The Azores Archipelago is located between Europe and America, in the North Atlantic Ocean, in a band limited by the parallels 36º 55′ 43” and 39º 43′ 02”N and the meridians 24º 46′ 15” and 31º 16′ 02”W.
Due to their geographical location, these islands have a great deal of isolation, referred to as “insularity”. The closest island to the European Continent is Santa Maria and is about 760 MN (1,430 km) away; the closest island to the American Continent is Corvo and is about 2,110 MN (3,900 km) away. The maximum distance between the islands exceeds 340 MN (630 km), the distance that separates Corvo from Santa Maria.

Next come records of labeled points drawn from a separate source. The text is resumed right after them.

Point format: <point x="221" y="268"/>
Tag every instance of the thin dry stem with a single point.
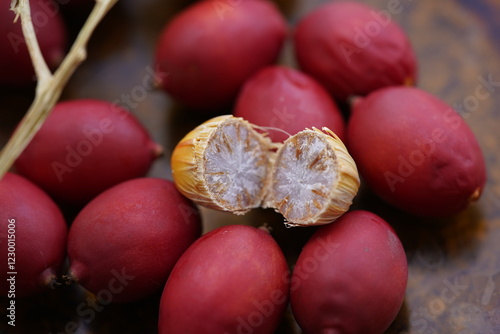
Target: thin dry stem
<point x="49" y="86"/>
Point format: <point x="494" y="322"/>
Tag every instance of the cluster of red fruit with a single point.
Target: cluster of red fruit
<point x="411" y="148"/>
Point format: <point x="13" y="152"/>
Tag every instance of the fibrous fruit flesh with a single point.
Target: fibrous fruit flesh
<point x="226" y="164"/>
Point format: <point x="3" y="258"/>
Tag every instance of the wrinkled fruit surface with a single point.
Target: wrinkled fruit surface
<point x="233" y="279"/>
<point x="350" y="277"/>
<point x="32" y="234"/>
<point x="85" y="147"/>
<point x="353" y="49"/>
<point x="124" y="243"/>
<point x="416" y="152"/>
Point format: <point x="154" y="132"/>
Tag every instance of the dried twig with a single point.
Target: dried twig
<point x="50" y="85"/>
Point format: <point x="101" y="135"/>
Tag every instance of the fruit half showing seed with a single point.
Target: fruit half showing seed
<point x="314" y="179"/>
<point x="226" y="164"/>
<point x="223" y="164"/>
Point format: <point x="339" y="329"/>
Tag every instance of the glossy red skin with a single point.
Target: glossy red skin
<point x="350" y="277"/>
<point x="206" y="52"/>
<point x="40" y="236"/>
<point x="15" y="62"/>
<point x="122" y="149"/>
<point x="138" y="229"/>
<point x="328" y="46"/>
<point x="285" y="98"/>
<point x="416" y="152"/>
<point x="233" y="279"/>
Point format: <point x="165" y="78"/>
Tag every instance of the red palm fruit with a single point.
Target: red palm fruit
<point x="32" y="238"/>
<point x="235" y="278"/>
<point x="85" y="147"/>
<point x="353" y="49"/>
<point x="15" y="63"/>
<point x="206" y="52"/>
<point x="124" y="243"/>
<point x="416" y="152"/>
<point x="287" y="99"/>
<point x="350" y="277"/>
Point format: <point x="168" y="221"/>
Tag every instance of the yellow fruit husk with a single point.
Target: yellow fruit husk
<point x="188" y="169"/>
<point x="188" y="163"/>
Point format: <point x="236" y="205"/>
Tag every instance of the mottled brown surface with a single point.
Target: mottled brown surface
<point x="454" y="276"/>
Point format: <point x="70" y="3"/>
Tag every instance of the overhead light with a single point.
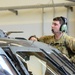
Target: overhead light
<point x="71" y="0"/>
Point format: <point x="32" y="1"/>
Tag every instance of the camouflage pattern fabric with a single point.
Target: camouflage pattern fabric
<point x="66" y="44"/>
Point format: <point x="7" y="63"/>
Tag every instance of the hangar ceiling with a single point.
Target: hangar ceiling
<point x="14" y="5"/>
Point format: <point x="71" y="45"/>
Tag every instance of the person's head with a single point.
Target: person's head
<point x="59" y="24"/>
<point x="33" y="38"/>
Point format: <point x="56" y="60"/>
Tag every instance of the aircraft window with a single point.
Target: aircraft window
<point x="36" y="63"/>
<point x="5" y="67"/>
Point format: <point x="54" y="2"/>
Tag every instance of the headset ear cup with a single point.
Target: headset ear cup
<point x="63" y="28"/>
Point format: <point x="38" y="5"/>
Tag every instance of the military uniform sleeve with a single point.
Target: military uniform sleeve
<point x="45" y="39"/>
<point x="71" y="43"/>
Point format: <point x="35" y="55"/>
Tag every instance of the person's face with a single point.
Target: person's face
<point x="33" y="39"/>
<point x="56" y="26"/>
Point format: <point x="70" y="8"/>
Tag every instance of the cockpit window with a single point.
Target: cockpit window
<point x="36" y="63"/>
<point x="5" y="67"/>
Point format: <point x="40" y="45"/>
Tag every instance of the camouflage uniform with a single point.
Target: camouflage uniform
<point x="65" y="44"/>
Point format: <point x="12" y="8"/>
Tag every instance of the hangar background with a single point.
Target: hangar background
<point x="34" y="17"/>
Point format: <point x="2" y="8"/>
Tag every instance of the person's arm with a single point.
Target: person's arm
<point x="70" y="42"/>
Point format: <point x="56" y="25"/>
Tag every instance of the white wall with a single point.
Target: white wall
<point x="33" y="22"/>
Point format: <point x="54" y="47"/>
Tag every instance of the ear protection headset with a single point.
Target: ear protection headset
<point x="63" y="27"/>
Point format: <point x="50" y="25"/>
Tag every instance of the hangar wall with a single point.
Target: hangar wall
<point x="35" y="21"/>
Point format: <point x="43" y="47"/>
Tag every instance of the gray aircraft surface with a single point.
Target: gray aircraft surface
<point x="25" y="57"/>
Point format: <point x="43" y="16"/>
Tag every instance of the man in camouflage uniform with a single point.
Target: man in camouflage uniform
<point x="60" y="40"/>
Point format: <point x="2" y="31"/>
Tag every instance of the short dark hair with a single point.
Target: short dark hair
<point x="59" y="19"/>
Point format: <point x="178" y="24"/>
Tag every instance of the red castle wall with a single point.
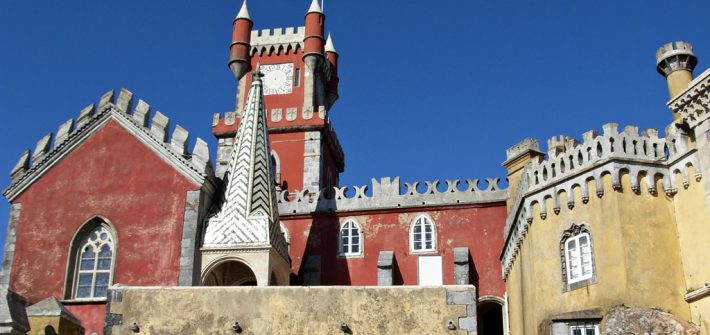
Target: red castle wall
<point x="477" y="227"/>
<point x="114" y="176"/>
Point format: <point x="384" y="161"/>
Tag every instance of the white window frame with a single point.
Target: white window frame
<point x="361" y="245"/>
<point x="583" y="327"/>
<point x="84" y="241"/>
<point x="422" y="220"/>
<point x="579" y="258"/>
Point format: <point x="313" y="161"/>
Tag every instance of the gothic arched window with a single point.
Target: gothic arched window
<point x="422" y="236"/>
<point x="577" y="257"/>
<point x="92" y="261"/>
<point x="350" y="239"/>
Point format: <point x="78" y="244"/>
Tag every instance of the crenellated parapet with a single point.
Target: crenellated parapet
<point x="269" y="40"/>
<point x="390" y="193"/>
<point x="152" y="131"/>
<point x="572" y="166"/>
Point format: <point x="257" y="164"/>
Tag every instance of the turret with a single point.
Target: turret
<point x="314" y="40"/>
<point x="332" y="86"/>
<point x="239" y="58"/>
<point x="313" y="49"/>
<point x="676" y="61"/>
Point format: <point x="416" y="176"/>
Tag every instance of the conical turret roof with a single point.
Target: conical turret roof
<point x="243" y="12"/>
<point x="329" y="47"/>
<point x="315" y="7"/>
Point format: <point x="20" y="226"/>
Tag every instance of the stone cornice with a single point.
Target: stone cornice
<point x="387" y="193"/>
<point x="698" y="294"/>
<point x="572" y="165"/>
<point x="692" y="105"/>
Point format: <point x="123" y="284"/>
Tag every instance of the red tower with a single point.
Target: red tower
<point x="300" y="87"/>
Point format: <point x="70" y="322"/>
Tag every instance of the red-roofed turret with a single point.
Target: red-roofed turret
<point x="239" y="52"/>
<point x="332" y="87"/>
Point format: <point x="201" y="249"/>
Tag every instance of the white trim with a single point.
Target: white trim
<point x="75" y="252"/>
<point x="361" y="245"/>
<point x="579" y="258"/>
<point x="423" y="248"/>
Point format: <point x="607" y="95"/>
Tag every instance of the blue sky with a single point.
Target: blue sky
<point x="429" y="89"/>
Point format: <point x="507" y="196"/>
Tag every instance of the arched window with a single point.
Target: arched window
<point x="92" y="261"/>
<point x="577" y="257"/>
<point x="276" y="167"/>
<point x="422" y="236"/>
<point x="350" y="238"/>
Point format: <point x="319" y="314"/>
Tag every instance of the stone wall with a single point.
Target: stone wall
<point x="288" y="310"/>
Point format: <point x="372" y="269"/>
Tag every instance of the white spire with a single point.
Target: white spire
<point x="249" y="214"/>
<point x="244" y="12"/>
<point x="315" y="7"/>
<point x="329" y="47"/>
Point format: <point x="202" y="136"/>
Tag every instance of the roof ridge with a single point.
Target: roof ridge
<point x="157" y="127"/>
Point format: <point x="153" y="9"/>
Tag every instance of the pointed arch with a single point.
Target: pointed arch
<point x="350" y="241"/>
<point x="276" y="164"/>
<point x="92" y="258"/>
<point x="422" y="234"/>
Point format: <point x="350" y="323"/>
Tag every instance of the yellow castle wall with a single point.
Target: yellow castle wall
<point x="636" y="256"/>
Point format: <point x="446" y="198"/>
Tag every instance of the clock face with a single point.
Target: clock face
<point x="278" y="78"/>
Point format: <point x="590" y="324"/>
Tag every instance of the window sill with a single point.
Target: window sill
<point x="95" y="301"/>
<point x="350" y="256"/>
<point x="579" y="284"/>
<point x="424" y="252"/>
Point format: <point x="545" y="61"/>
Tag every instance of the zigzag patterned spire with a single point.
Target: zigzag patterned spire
<point x="249" y="214"/>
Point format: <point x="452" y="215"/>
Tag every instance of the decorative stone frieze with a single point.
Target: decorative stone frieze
<point x="389" y="193"/>
<point x="692" y="105"/>
<point x="571" y="164"/>
<point x="270" y="40"/>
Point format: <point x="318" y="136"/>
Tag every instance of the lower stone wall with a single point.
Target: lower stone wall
<point x="292" y="310"/>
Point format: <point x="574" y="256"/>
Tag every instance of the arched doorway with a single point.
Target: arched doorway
<point x="230" y="273"/>
<point x="490" y="316"/>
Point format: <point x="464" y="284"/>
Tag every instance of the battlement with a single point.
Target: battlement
<point x="74" y="131"/>
<point x="389" y="193"/>
<point x="290" y="114"/>
<point x="567" y="156"/>
<point x="273" y="39"/>
<point x="675" y="56"/>
<point x="672" y="49"/>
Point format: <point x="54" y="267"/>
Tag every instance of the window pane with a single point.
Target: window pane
<point x="104" y="264"/>
<point x="100" y="291"/>
<point x="88" y="253"/>
<point x="105" y="251"/>
<point x="85" y="279"/>
<point x="83" y="292"/>
<point x="102" y="278"/>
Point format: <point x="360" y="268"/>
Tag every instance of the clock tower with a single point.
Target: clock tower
<point x="300" y="86"/>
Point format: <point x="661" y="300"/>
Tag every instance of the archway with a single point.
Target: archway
<point x="230" y="273"/>
<point x="490" y="317"/>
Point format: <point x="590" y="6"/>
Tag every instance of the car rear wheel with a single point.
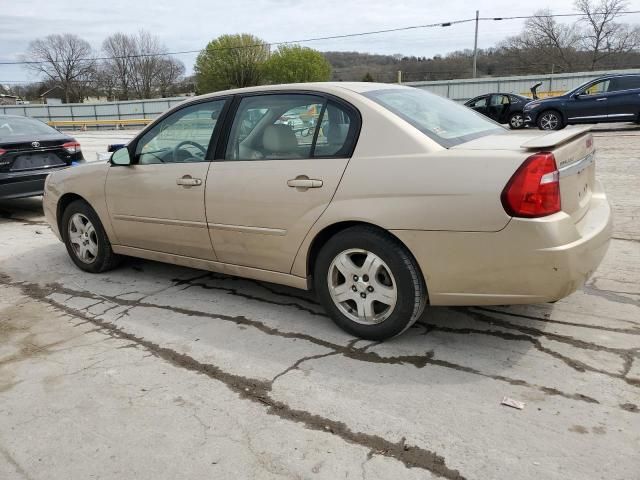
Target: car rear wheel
<point x="516" y="121"/>
<point x="369" y="283"/>
<point x="550" y="120"/>
<point x="86" y="240"/>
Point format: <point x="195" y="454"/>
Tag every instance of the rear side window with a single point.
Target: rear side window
<point x="444" y="121"/>
<point x="499" y="100"/>
<point x="479" y="102"/>
<point x="624" y="83"/>
<point x="598" y="88"/>
<point x="290" y="126"/>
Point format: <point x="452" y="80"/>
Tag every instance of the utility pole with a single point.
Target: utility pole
<point x="475" y="46"/>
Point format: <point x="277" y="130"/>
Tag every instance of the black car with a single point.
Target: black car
<point x="29" y="151"/>
<point x="501" y="107"/>
<point x="611" y="98"/>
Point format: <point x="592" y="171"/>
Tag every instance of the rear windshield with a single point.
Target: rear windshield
<point x="442" y="120"/>
<point x="17" y="126"/>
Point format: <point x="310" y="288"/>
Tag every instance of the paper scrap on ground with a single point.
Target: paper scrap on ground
<point x="510" y="402"/>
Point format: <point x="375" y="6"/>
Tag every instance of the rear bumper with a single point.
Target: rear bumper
<point x="529" y="261"/>
<point x="18" y="185"/>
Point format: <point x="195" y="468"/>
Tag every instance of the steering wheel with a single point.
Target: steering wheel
<point x="187" y="142"/>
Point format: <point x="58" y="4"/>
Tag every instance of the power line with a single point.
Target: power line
<point x="316" y="39"/>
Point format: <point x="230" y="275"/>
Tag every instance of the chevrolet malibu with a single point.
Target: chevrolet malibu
<point x="381" y="198"/>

With an area of 600Km2 its highest point, the imposing Pico mountain, rises to 2,351 meters above sea level.
Although similar in many geographical aspects, the islands have their own imprint when it comes to the framework of life: each one of them has its own specificities, both in the diversity of the landscape, culture, and traditions.
The archipelago is made up of nine islands grouped into three groups: the Eastern Group, made up of the islands of São Miguel and Santa Maria; the Central Group, made up of the islands of Faial, Pico, São Jorge, Terceira, and Graciosa; and finally, the Western Group, made up of the islands of Flores and Corvo. The population of the archipelago is approximately 240,000 inhabitants.